Question

A double-pipe parallel-flow heat exchanger is used to heat cold tap water with hot water. Hot water $\left(c_{p}=4.25 \mathrm{~kJ} / \mathrm{kg} \cdot \mathrm{K}\right)\( enters the tube at \)85^{\circ} \mathrm{C}$ at a rate of \(1.4 \mathrm{~kg} / \mathrm{s}\) and leaves at \(50^{\circ} \mathrm{C}\). The heat exchanger is not well insulated, and it is estimated that 3 percent of the heat given up by the hot fluid is lost from the heat exchanger. If the overall heat transfer coefficient and the surface area of the heat exchanger are \(1150 \mathrm{~W} / \mathrm{m}^{2} \cdot \mathrm{K}\) and $4 \mathrm{~m}^{2}$, respectively, determine the rate of heat transfer to the cold water and the log mean temperature difference for this heat exchanger.

Short answer

The rate of heat transfer to the cold water in this heat exchanger is 201,922.5 W. 2. What is the log mean temperature difference (LMTD) for this heat exchanger? The log mean temperature difference (LMTD) for this heat exchanger is 43.76°C.

Step-by-step solution

Calculate heat transfer rate from the hot fluid

Calculate the heat transfer rate from the hot fluid using the mass flow rate, specific heat, and temperature difference. Formulation: $$q_\text{hot} = m_\text{hot} \cdot c_{p,\text{hot}} \cdot \Delta T_\text{hot} $$ Where: \(q_\text{hot}\): Heat transfer rate from the hot fluid (in Watts) \(m_\text{hot}\): Mass flow rate of the hot fluid, which is \(1.4\) kg/s \(c_{p,\text{hot}}\): Specific heat of the hot fluid, which is \(4.25\) kJ/kg·K (convert it to \(4250\) J/kg·K) \(\Delta T_\text{hot}\): Hot fluid temperature difference, which is \(85 - 50 = 35\) °C Calculating, we have: $$q_\text{hot} = 1.4 \cdot 4250 \cdot 35$$ $$q_\text{hot} = 208250~W$$

Calculate heat transfer rate to the cold water

Calculate the heat transfer rate to the cold water by accounting for the 3% heat loss from the hot fluid: $$q_\text{cold} = 0.97 \times q_\text{hot}$$ Where, \(q_\text{cold}\): Heat transfer rate to the cold water (in Watts) Calculating, we have: $$q_\text{cold} = 0.97 \times 208250$$ $$q_\text{cold} = 201922.5~W$$

Calculate the log mean temperature difference (LMTD)

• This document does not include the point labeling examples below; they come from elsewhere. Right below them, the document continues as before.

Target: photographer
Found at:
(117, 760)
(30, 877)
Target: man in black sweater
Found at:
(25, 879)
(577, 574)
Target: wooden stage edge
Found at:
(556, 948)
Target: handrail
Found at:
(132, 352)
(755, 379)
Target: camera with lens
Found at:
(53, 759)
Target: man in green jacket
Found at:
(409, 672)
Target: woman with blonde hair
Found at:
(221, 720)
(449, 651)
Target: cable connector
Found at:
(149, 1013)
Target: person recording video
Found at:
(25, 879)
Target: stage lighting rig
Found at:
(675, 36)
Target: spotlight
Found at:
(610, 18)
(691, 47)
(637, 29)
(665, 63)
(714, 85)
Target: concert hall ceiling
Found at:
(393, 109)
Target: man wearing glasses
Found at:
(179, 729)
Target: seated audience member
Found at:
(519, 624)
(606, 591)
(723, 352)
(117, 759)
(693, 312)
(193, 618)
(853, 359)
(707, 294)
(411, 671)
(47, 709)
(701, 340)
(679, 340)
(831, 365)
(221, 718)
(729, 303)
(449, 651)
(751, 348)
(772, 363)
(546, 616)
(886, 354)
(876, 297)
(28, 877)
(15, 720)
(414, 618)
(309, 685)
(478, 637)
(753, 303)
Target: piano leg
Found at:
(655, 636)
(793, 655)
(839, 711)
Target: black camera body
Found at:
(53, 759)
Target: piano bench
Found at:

The LMTD for a parallel-flow heat exchanger is given by the formula: $$\text{LMTD} = \frac{\Delta T_1 - \Delta T_2}{\ln(\frac{\Delta T_1}{\Delta T_2})}$$ Where: \(\Delta T_1\): Temperature difference at one end of the heat exchanger \(\Delta T_2\): Temperature difference at the other end of the heat exchanger We know, \(q_\text{cold} = U \cdot A \cdot \text{LMTD}\), where \(U\) and \(A\) are the overall heat transfer coefficient and the surface area of the heat exchanger (\(1150~W/m^2·K\) and \(4~m^2\), respectively). Now we can solve for LMTD: $$\text{LMTD} = \frac{q_\text{cold}}{U \cdot A}$$ Substituting, $$\text{LMTD} = \frac{201922.5}{1150 \cdot 4}$$ $$\text{LMTD} = 43.76^{\circ}\mathrm{C}$$ So the rate of heat transfer to the cold water is \(201,922.5\) W, and the log mean temperature difference (LMTD) for this heat exchanger is \(43.76^{\circ}\mathrm{C}\).